South Africa to host BRICS office
South Africa is set to reinforce its position as a regional economic hub, as it prepares to open a regional office, which would channel funding drawn from the New Development Bank (NDB) of the Brazil-Russia-China-India-South Africa (BRICS) grouping.
The Africa Regional Office (ARO) is expected to open in Johannesburg by the year-end, Pravin Gordhan, South Africa’s Finance Minister, was quoted as saying.
But NDB officials told The Hindu that South Africa’s role would be initially confined within the boundaries of its neighbourhood. However, expansion of the multilateral lender, with larger African membership, can increase the NDB’s continental reach.
“Initially, it will look at South Africa”
NDB funding could help reduce Africa’s infra-funding gap, which stands at an enormous $100 billion a year, throttling the continent’s promising growth prospects. “The office can [initially] look at projects only in South Africa and the region,” says Leslie Maasdorp, NDB’s vice-president and chief financial officer. He pointed to two conditions that would guide the NDB’s funding strategy in Africa at this stage.
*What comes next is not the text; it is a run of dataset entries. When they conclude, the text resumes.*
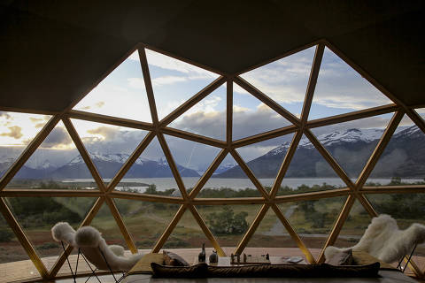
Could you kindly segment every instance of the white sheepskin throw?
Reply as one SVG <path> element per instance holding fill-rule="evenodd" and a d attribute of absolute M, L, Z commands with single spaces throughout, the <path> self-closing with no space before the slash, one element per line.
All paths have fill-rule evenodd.
<path fill-rule="evenodd" d="M 104 271 L 109 271 L 109 264 L 114 271 L 128 272 L 143 256 L 135 254 L 124 256 L 124 248 L 108 246 L 101 233 L 91 226 L 83 226 L 75 232 L 68 223 L 60 222 L 51 228 L 51 233 L 55 241 L 64 241 L 74 248 L 80 248 L 91 264 Z"/>
<path fill-rule="evenodd" d="M 330 258 L 341 250 L 352 249 L 365 251 L 385 262 L 393 263 L 409 254 L 415 244 L 425 241 L 425 226 L 414 223 L 406 230 L 399 230 L 396 220 L 387 214 L 372 218 L 359 243 L 352 248 L 328 247 L 325 257 Z"/>

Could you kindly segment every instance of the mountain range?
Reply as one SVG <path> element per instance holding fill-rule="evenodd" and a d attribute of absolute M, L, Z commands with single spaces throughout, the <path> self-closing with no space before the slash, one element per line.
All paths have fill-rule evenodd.
<path fill-rule="evenodd" d="M 379 142 L 383 129 L 357 129 L 335 131 L 317 136 L 321 144 L 334 157 L 351 178 L 356 178 L 363 169 L 368 157 Z M 258 178 L 275 178 L 285 157 L 290 142 L 287 142 L 247 163 Z M 237 150 L 237 149 L 236 149 Z M 103 178 L 112 178 L 128 158 L 128 154 L 89 153 Z M 13 158 L 2 157 L 0 176 L 10 167 Z M 41 159 L 42 160 L 42 159 Z M 375 168 L 371 173 L 374 178 L 425 177 L 425 134 L 416 126 L 398 130 L 392 136 Z M 182 177 L 199 177 L 198 172 L 177 164 Z M 289 178 L 332 178 L 335 172 L 322 156 L 303 136 L 298 146 L 291 164 L 286 172 Z M 125 178 L 173 177 L 166 159 L 158 161 L 139 157 L 127 172 Z M 220 164 L 212 176 L 214 178 L 246 178 L 238 165 Z M 19 179 L 91 179 L 91 174 L 81 157 L 78 155 L 66 164 L 58 166 L 49 159 L 36 166 L 24 165 L 17 173 Z"/>
<path fill-rule="evenodd" d="M 348 129 L 318 136 L 318 140 L 351 178 L 357 178 L 374 151 L 383 129 Z M 258 178 L 275 178 L 290 142 L 247 163 Z M 425 134 L 415 126 L 398 131 L 371 173 L 373 178 L 425 177 Z M 337 177 L 322 156 L 303 136 L 285 174 L 289 178 Z M 239 165 L 215 178 L 246 178 Z"/>
<path fill-rule="evenodd" d="M 113 178 L 120 168 L 128 158 L 128 154 L 99 154 L 89 153 L 102 178 Z M 12 160 L 0 163 L 0 175 L 9 168 Z M 182 177 L 199 177 L 192 169 L 177 164 L 177 169 Z M 139 157 L 125 175 L 125 178 L 162 178 L 173 177 L 166 160 L 158 161 Z M 16 174 L 18 179 L 91 179 L 90 172 L 81 156 L 77 156 L 66 164 L 57 167 L 49 160 L 45 160 L 36 168 L 22 166 Z"/>

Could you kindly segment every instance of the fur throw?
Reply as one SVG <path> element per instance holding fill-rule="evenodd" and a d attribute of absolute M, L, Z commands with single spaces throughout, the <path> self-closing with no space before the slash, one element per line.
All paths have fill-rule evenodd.
<path fill-rule="evenodd" d="M 112 270 L 128 272 L 143 256 L 135 254 L 124 256 L 124 248 L 108 246 L 101 233 L 91 226 L 83 226 L 75 232 L 68 223 L 59 222 L 51 228 L 51 234 L 57 241 L 63 241 L 79 248 L 87 259 L 100 270 L 109 270 L 106 259 Z"/>
<path fill-rule="evenodd" d="M 346 249 L 329 246 L 325 249 L 325 257 L 330 258 L 339 251 L 351 249 L 365 251 L 385 263 L 393 263 L 409 254 L 415 244 L 424 241 L 425 226 L 414 223 L 406 230 L 399 230 L 393 218 L 381 214 L 372 218 L 359 243 Z"/>

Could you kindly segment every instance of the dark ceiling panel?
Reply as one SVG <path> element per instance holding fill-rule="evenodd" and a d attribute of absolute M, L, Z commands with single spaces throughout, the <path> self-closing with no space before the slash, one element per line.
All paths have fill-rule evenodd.
<path fill-rule="evenodd" d="M 62 111 L 138 42 L 234 73 L 320 38 L 404 103 L 424 104 L 423 3 L 9 1 L 0 107 Z"/>

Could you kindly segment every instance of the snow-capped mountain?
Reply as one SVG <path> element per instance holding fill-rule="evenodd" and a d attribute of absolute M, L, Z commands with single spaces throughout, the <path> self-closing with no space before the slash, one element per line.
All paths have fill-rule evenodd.
<path fill-rule="evenodd" d="M 359 176 L 383 134 L 382 129 L 348 129 L 317 136 L 347 174 Z M 416 126 L 401 127 L 391 138 L 374 169 L 372 177 L 425 177 L 425 135 Z M 290 142 L 248 162 L 259 178 L 274 178 Z M 306 137 L 303 137 L 286 177 L 336 177 L 322 156 Z M 214 177 L 246 178 L 239 166 Z"/>
<path fill-rule="evenodd" d="M 89 153 L 97 171 L 103 178 L 113 178 L 123 164 L 128 159 L 128 154 Z M 12 164 L 13 160 L 0 164 L 0 175 Z M 189 168 L 177 164 L 182 177 L 198 177 L 199 174 Z M 92 178 L 82 157 L 78 155 L 62 166 L 55 166 L 44 160 L 36 166 L 24 165 L 18 174 L 19 179 L 89 179 Z M 126 174 L 125 178 L 161 178 L 173 177 L 166 159 L 158 161 L 139 157 Z"/>
<path fill-rule="evenodd" d="M 236 164 L 234 164 L 234 163 L 227 163 L 225 164 L 220 164 L 219 167 L 217 167 L 217 169 L 213 172 L 213 175 L 220 174 L 223 172 L 228 171 L 228 169 L 235 167 L 236 165 Z"/>

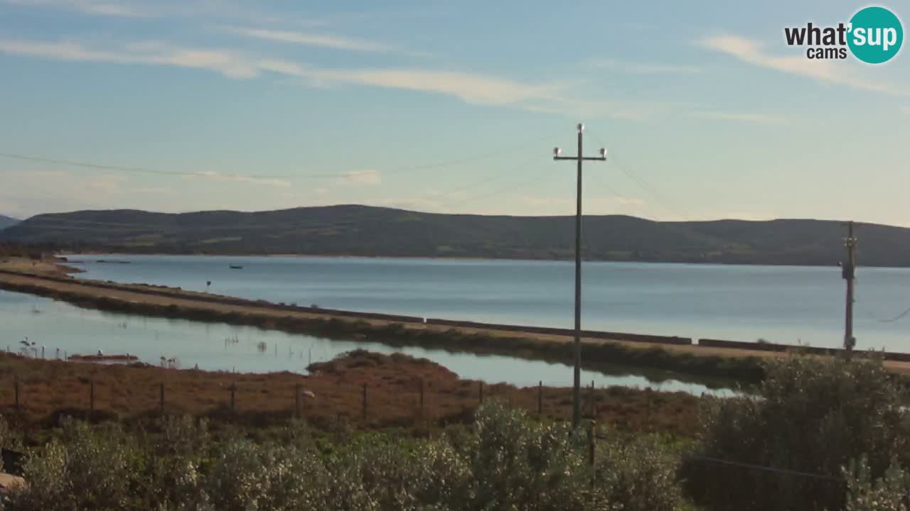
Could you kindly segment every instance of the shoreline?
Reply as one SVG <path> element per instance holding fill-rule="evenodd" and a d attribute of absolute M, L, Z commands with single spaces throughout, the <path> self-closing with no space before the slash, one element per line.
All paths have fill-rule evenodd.
<path fill-rule="evenodd" d="M 571 365 L 572 332 L 563 329 L 497 326 L 297 307 L 184 291 L 149 285 L 120 285 L 61 276 L 65 269 L 46 261 L 31 273 L 0 265 L 0 288 L 48 296 L 77 306 L 136 315 L 196 321 L 255 326 L 341 340 L 369 339 L 392 346 L 412 346 L 478 355 Z M 749 349 L 723 344 L 702 346 L 692 339 L 632 334 L 583 333 L 582 366 L 615 372 L 618 366 L 658 371 L 667 377 L 726 386 L 734 382 L 758 383 L 763 377 L 762 360 L 806 352 L 800 346 L 747 345 Z M 625 336 L 625 338 L 623 338 Z M 718 341 L 717 343 L 723 343 Z M 736 343 L 733 343 L 736 344 Z M 810 348 L 811 349 L 811 348 Z M 817 350 L 816 355 L 828 355 Z M 910 363 L 885 360 L 897 373 L 910 374 Z M 694 380 L 693 378 L 695 378 Z M 708 384 L 709 386 L 711 383 Z"/>
<path fill-rule="evenodd" d="M 309 375 L 231 373 L 0 353 L 0 412 L 33 429 L 55 427 L 62 416 L 148 427 L 162 415 L 188 414 L 217 427 L 282 426 L 298 419 L 329 433 L 401 428 L 415 434 L 470 422 L 484 398 L 544 420 L 571 416 L 571 387 L 488 385 L 400 354 L 354 350 L 309 367 Z M 585 399 L 596 403 L 585 407 L 586 416 L 618 429 L 691 437 L 697 428 L 701 398 L 682 392 L 606 387 L 586 389 Z"/>
<path fill-rule="evenodd" d="M 350 254 L 254 254 L 254 253 L 238 253 L 238 254 L 209 254 L 209 253 L 176 253 L 176 252 L 116 252 L 116 251 L 86 251 L 86 252 L 57 252 L 60 256 L 66 257 L 69 256 L 180 256 L 188 257 L 298 257 L 298 258 L 326 258 L 326 259 L 429 259 L 429 260 L 450 260 L 450 261 L 516 261 L 521 263 L 573 263 L 572 259 L 569 258 L 537 258 L 529 259 L 522 257 L 484 257 L 484 256 L 358 256 Z M 582 258 L 583 263 L 620 263 L 620 264 L 631 264 L 631 265 L 685 265 L 685 266 L 767 266 L 767 267 L 787 267 L 787 268 L 839 268 L 837 265 L 796 265 L 793 263 L 723 263 L 723 262 L 699 262 L 699 261 L 642 261 L 642 260 L 632 260 L 632 259 L 585 259 Z M 892 269 L 892 270 L 903 270 L 910 269 L 910 266 L 875 266 L 869 265 L 863 266 L 864 268 L 875 268 L 875 269 Z"/>

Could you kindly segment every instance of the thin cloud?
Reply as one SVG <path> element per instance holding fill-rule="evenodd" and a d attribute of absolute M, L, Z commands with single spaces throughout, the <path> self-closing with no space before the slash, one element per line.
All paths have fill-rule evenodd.
<path fill-rule="evenodd" d="M 311 85 L 354 84 L 433 92 L 478 105 L 514 105 L 552 97 L 552 85 L 523 84 L 470 73 L 423 69 L 318 69 L 279 59 L 259 59 L 225 49 L 187 48 L 160 42 L 94 48 L 73 41 L 55 43 L 0 39 L 0 53 L 65 61 L 144 64 L 204 69 L 230 78 L 271 72 L 305 79 Z"/>
<path fill-rule="evenodd" d="M 784 117 L 781 117 L 779 115 L 768 115 L 766 114 L 695 111 L 692 112 L 691 115 L 695 117 L 703 117 L 706 119 L 719 119 L 722 121 L 740 121 L 740 122 L 753 123 L 758 125 L 779 125 L 787 122 L 786 118 Z"/>
<path fill-rule="evenodd" d="M 258 76 L 264 70 L 255 59 L 231 50 L 184 48 L 157 42 L 126 45 L 122 48 L 111 50 L 91 48 L 72 41 L 43 43 L 0 39 L 0 53 L 74 62 L 145 64 L 204 69 L 229 78 L 252 78 Z"/>
<path fill-rule="evenodd" d="M 716 35 L 698 42 L 705 48 L 733 55 L 743 62 L 790 75 L 806 76 L 820 82 L 846 85 L 859 90 L 905 95 L 907 89 L 885 82 L 875 82 L 856 76 L 846 63 L 834 60 L 808 59 L 805 56 L 772 55 L 761 43 L 738 35 Z"/>
<path fill-rule="evenodd" d="M 225 27 L 225 30 L 230 32 L 231 34 L 254 37 L 257 39 L 265 39 L 267 41 L 333 48 L 337 50 L 373 53 L 392 53 L 399 51 L 395 46 L 390 45 L 324 34 L 269 30 L 266 28 L 244 28 L 239 26 L 228 26 Z"/>
<path fill-rule="evenodd" d="M 382 174 L 374 169 L 351 172 L 336 181 L 339 185 L 379 185 L 382 183 Z"/>
<path fill-rule="evenodd" d="M 701 68 L 694 65 L 622 62 L 613 59 L 592 60 L 588 65 L 593 68 L 607 68 L 632 75 L 694 75 L 702 72 Z"/>
<path fill-rule="evenodd" d="M 252 177 L 249 175 L 237 175 L 234 174 L 221 174 L 219 172 L 203 172 L 197 175 L 187 175 L 187 179 L 217 179 L 220 181 L 235 181 L 238 183 L 248 183 L 250 185 L 262 185 L 266 186 L 278 186 L 288 188 L 290 182 L 283 179 L 272 179 L 268 177 Z"/>
<path fill-rule="evenodd" d="M 308 72 L 308 77 L 324 85 L 349 83 L 447 94 L 475 105 L 520 104 L 551 97 L 553 92 L 551 85 L 522 84 L 470 73 L 423 69 L 323 69 Z"/>
<path fill-rule="evenodd" d="M 74 62 L 199 69 L 234 79 L 274 74 L 298 78 L 309 86 L 366 85 L 440 94 L 471 105 L 511 106 L 561 115 L 647 120 L 697 106 L 667 101 L 585 99 L 584 95 L 567 90 L 570 85 L 564 82 L 534 84 L 470 72 L 421 68 L 319 68 L 232 49 L 184 47 L 156 41 L 100 47 L 76 41 L 0 39 L 0 53 Z"/>
<path fill-rule="evenodd" d="M 22 7 L 60 8 L 102 16 L 149 17 L 153 15 L 151 12 L 136 5 L 104 0 L 0 0 L 0 3 Z"/>

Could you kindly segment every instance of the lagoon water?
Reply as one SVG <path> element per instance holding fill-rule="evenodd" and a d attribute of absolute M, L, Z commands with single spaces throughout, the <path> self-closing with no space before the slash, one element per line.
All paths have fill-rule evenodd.
<path fill-rule="evenodd" d="M 98 264 L 98 259 L 129 261 Z M 573 264 L 359 257 L 78 256 L 78 276 L 273 302 L 571 327 Z M 243 269 L 231 269 L 230 265 Z M 585 263 L 588 329 L 839 346 L 840 268 Z M 857 270 L 857 347 L 910 352 L 910 269 Z"/>
<path fill-rule="evenodd" d="M 310 360 L 321 362 L 357 348 L 378 353 L 399 352 L 429 358 L 463 378 L 488 383 L 554 386 L 571 385 L 571 367 L 561 364 L 521 360 L 508 356 L 475 356 L 417 347 L 394 348 L 362 341 L 334 341 L 308 336 L 262 330 L 250 326 L 143 317 L 82 309 L 48 298 L 0 291 L 0 349 L 46 358 L 66 355 L 105 353 L 136 355 L 143 362 L 160 364 L 160 358 L 177 358 L 182 368 L 197 364 L 201 369 L 238 372 L 294 371 L 306 373 Z M 35 351 L 24 350 L 21 341 L 35 342 Z M 265 344 L 265 349 L 260 347 Z M 57 349 L 60 349 L 59 354 Z M 652 387 L 668 391 L 713 391 L 704 386 L 672 379 L 651 381 L 637 375 L 604 375 L 585 371 L 582 381 L 598 386 Z"/>

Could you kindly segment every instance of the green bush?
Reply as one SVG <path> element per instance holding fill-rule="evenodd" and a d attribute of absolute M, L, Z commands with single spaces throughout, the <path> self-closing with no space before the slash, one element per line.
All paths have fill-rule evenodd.
<path fill-rule="evenodd" d="M 28 485 L 13 491 L 8 507 L 667 511 L 682 504 L 675 463 L 659 444 L 602 444 L 595 476 L 584 436 L 495 401 L 471 426 L 440 438 L 374 433 L 321 450 L 298 427 L 258 442 L 229 431 L 215 440 L 191 418 L 165 419 L 158 429 L 129 436 L 66 420 L 29 454 Z"/>
<path fill-rule="evenodd" d="M 910 466 L 910 422 L 879 360 L 770 362 L 756 396 L 712 399 L 683 474 L 708 509 L 843 509 L 842 469 L 865 456 L 873 480 Z M 701 457 L 698 457 L 701 456 Z M 823 476 L 718 465 L 704 457 Z"/>
<path fill-rule="evenodd" d="M 844 471 L 847 482 L 846 511 L 907 511 L 910 509 L 910 474 L 893 464 L 873 480 L 865 458 Z"/>

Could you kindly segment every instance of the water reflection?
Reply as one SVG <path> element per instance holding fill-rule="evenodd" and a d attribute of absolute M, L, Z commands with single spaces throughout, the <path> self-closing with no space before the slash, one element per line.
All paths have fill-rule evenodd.
<path fill-rule="evenodd" d="M 306 373 L 312 362 L 323 362 L 353 349 L 403 353 L 432 360 L 462 378 L 532 386 L 569 386 L 571 368 L 562 364 L 502 356 L 449 353 L 439 349 L 392 347 L 369 341 L 337 341 L 253 326 L 153 318 L 78 308 L 63 302 L 0 291 L 0 349 L 28 349 L 31 356 L 104 353 L 135 355 L 148 364 L 206 370 Z M 29 346 L 21 343 L 28 337 Z M 34 343 L 34 345 L 32 345 Z M 62 355 L 61 355 L 62 356 Z M 583 371 L 582 381 L 597 386 L 624 386 L 693 394 L 730 395 L 703 385 L 667 379 L 655 382 L 638 375 Z"/>

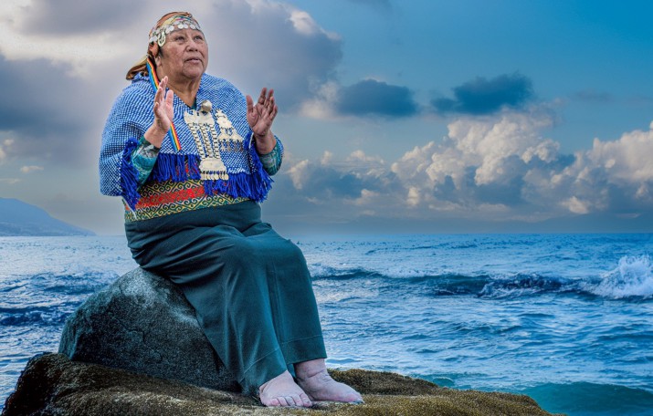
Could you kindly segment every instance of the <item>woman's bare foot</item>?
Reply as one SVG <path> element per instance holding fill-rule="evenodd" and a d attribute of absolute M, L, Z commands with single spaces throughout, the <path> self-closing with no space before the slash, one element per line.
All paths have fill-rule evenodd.
<path fill-rule="evenodd" d="M 313 359 L 295 364 L 297 383 L 311 400 L 362 403 L 363 396 L 344 383 L 331 378 L 324 359 Z"/>
<path fill-rule="evenodd" d="M 304 390 L 295 383 L 290 372 L 284 371 L 258 388 L 258 397 L 264 406 L 311 407 L 312 403 Z"/>

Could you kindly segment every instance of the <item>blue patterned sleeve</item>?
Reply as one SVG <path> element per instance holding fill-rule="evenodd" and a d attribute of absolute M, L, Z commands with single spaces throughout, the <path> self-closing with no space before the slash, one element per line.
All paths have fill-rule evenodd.
<path fill-rule="evenodd" d="M 265 169 L 269 175 L 272 176 L 277 173 L 281 167 L 281 161 L 283 160 L 283 145 L 281 144 L 281 140 L 277 139 L 277 144 L 275 144 L 272 151 L 258 155 L 258 159 L 260 159 L 263 169 Z"/>
<path fill-rule="evenodd" d="M 100 151 L 100 190 L 102 194 L 121 196 L 133 208 L 141 195 L 141 176 L 132 163 L 139 149 L 139 139 L 152 124 L 153 92 L 147 84 L 132 83 L 116 99 L 102 132 Z"/>
<path fill-rule="evenodd" d="M 132 153 L 132 165 L 133 165 L 138 174 L 136 181 L 139 187 L 142 186 L 147 178 L 150 177 L 158 155 L 159 149 L 147 141 L 145 137 L 141 136 L 138 140 L 138 146 Z"/>

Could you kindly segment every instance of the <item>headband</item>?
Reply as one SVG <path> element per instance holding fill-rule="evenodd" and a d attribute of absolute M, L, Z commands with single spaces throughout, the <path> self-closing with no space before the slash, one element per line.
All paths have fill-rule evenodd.
<path fill-rule="evenodd" d="M 174 15 L 165 19 L 161 25 L 152 28 L 150 31 L 150 45 L 154 45 L 154 42 L 156 42 L 159 47 L 163 47 L 165 45 L 166 35 L 182 29 L 193 29 L 202 32 L 199 23 L 192 16 Z"/>

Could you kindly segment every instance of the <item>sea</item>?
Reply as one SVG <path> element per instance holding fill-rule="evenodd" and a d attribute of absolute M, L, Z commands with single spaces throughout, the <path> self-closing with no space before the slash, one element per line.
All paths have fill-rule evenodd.
<path fill-rule="evenodd" d="M 311 235 L 328 367 L 653 415 L 653 234 Z M 0 407 L 68 317 L 136 267 L 124 236 L 0 238 Z"/>

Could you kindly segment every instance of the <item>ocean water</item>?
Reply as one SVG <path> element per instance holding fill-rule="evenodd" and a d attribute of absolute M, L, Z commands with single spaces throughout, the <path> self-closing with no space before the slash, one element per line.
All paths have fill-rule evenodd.
<path fill-rule="evenodd" d="M 291 238 L 331 368 L 653 415 L 653 234 Z M 66 317 L 135 267 L 124 237 L 0 238 L 0 406 Z"/>

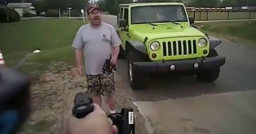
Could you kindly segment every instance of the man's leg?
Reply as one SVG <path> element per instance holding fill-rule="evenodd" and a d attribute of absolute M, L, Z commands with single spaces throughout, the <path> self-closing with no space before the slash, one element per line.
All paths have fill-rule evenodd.
<path fill-rule="evenodd" d="M 100 77 L 99 75 L 87 74 L 88 90 L 92 96 L 93 101 L 101 107 L 102 97 Z"/>
<path fill-rule="evenodd" d="M 103 74 L 101 76 L 103 95 L 107 97 L 107 101 L 110 109 L 110 113 L 116 112 L 116 98 L 115 95 L 115 81 L 114 73 Z"/>

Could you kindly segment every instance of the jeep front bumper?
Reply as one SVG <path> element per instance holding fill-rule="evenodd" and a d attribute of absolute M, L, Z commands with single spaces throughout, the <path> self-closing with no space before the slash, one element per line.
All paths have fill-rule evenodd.
<path fill-rule="evenodd" d="M 203 69 L 222 66 L 225 64 L 225 57 L 217 56 L 205 58 L 204 59 L 199 58 L 164 62 L 153 61 L 133 62 L 133 68 L 135 72 L 144 73 L 158 73 L 170 72 L 200 71 Z"/>

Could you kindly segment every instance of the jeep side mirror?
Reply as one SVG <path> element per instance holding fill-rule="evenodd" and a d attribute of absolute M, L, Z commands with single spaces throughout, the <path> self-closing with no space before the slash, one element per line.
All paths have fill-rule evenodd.
<path fill-rule="evenodd" d="M 119 20 L 119 27 L 120 27 L 126 28 L 126 26 L 127 26 L 126 20 L 124 19 Z"/>
<path fill-rule="evenodd" d="M 190 24 L 191 25 L 195 23 L 195 20 L 194 19 L 194 17 L 189 17 L 189 22 L 190 22 Z"/>

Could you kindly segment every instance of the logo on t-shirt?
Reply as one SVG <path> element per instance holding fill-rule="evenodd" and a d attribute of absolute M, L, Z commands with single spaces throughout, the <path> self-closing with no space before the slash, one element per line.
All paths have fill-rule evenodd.
<path fill-rule="evenodd" d="M 107 38 L 107 35 L 105 34 L 103 34 L 102 36 L 103 37 L 102 42 L 108 43 L 109 43 L 110 45 L 111 44 L 110 40 L 109 39 Z"/>

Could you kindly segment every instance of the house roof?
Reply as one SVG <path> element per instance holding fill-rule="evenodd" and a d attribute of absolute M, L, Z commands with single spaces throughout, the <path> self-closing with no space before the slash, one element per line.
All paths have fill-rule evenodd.
<path fill-rule="evenodd" d="M 7 7 L 10 8 L 28 8 L 32 6 L 32 3 L 9 3 Z"/>

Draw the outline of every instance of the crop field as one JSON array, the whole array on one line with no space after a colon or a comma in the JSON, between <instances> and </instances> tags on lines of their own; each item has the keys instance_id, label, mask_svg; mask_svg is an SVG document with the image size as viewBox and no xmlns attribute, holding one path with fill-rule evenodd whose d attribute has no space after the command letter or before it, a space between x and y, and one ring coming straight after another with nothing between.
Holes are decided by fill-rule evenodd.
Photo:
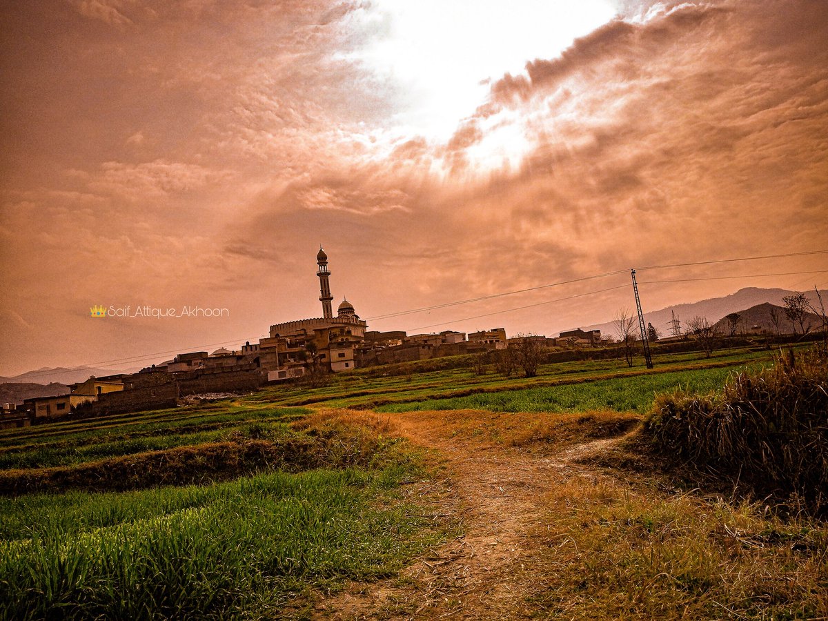
<instances>
[{"instance_id":1,"label":"crop field","mask_svg":"<svg viewBox=\"0 0 828 621\"><path fill-rule=\"evenodd\" d=\"M624 440L772 354L402 364L0 431L0 619L828 617L823 522Z\"/></svg>"}]
</instances>

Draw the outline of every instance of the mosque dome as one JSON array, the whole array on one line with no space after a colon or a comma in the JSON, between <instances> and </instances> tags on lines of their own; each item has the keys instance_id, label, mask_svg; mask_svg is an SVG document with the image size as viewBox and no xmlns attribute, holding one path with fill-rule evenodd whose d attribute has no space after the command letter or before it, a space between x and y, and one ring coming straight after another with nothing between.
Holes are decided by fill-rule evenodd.
<instances>
[{"instance_id":1,"label":"mosque dome","mask_svg":"<svg viewBox=\"0 0 828 621\"><path fill-rule=\"evenodd\" d=\"M354 316L354 315L357 314L357 311L354 310L354 305L353 304L351 304L347 300L343 300L342 303L339 304L339 306L337 309L337 313L339 314L339 315L340 317L342 315L344 315Z\"/></svg>"}]
</instances>

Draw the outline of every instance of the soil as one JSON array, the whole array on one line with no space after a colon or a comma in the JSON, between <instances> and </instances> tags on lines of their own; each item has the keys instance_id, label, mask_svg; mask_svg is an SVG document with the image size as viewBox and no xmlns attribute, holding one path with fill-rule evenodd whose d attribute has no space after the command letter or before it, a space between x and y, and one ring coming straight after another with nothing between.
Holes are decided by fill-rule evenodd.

South Africa, he stressed, must be the economic beneficiary of a funded project; and the economic infrastructure of another country receiving the investment, must be integrated with South Africa.
“For example if South African companies invest in a water scheme related to, let us say the Cabora Bassa hydro-project in neighbouring Mozambique, it is possible to do so provided the water is transported to South Africa.” “But funding a project between Mozambique and Zimbabwe would not be possible as this would by-pass South Africa.”
‘African nations can get more NDB funds’
Mr. Maasdorp explained that NDB’s funds to Africa could increase if more African members join the lender, after it opens up to new members, within the next 20 months. When it expands, the BRICS countries would dilute their share to 55 per cent, and developing countries or middle income countries would take up another 25 per cent. The rest 20 per cent would be open for the developed countries. “African countries can join and take advantage of this situation, and proportionally increase fund flows to the continent, as 80 per cent of the shareholding would be held by the emerging markets and the developing countries,” Mr. Maasdorp observed.
South African officials are confident that Pretoria would be able to play a key role in the continent’s infra development, with the NDB as a major supporting pillar. “South Africa has the best business infrastructure on the continent; if you look at the world competitiveness index, you will find us in the top five in the world.
Agriculture is also strong, as are the mining and telecommunication sectors among others,” Mr. Gordhan told The Hindu, on the sidelines of NDB’s first annual conference.
He highlighted that over time, South Africa would be able to leverage its linkages with other financial institutions such as the Development Bank for Southern Africa and the African Development Bank. “This could be paired with the boost that the NDB channel of funding would provide.” Mr. Gordhan observed that nailing specific projects for funding will not be a problem. “One of the big issues on the African continent is regional integration. Logistics and infrastructure is fairly weakly developed.
Intra-African trade is 11-12 per cent compared to East Asia, which is over 50 per cent, and Europe over 60 per cent of the total trade. So there is huge potential to develop trade related infrastructure, whether it is East Africa, Southern Africa or West Africa. So the possibilities are endless.”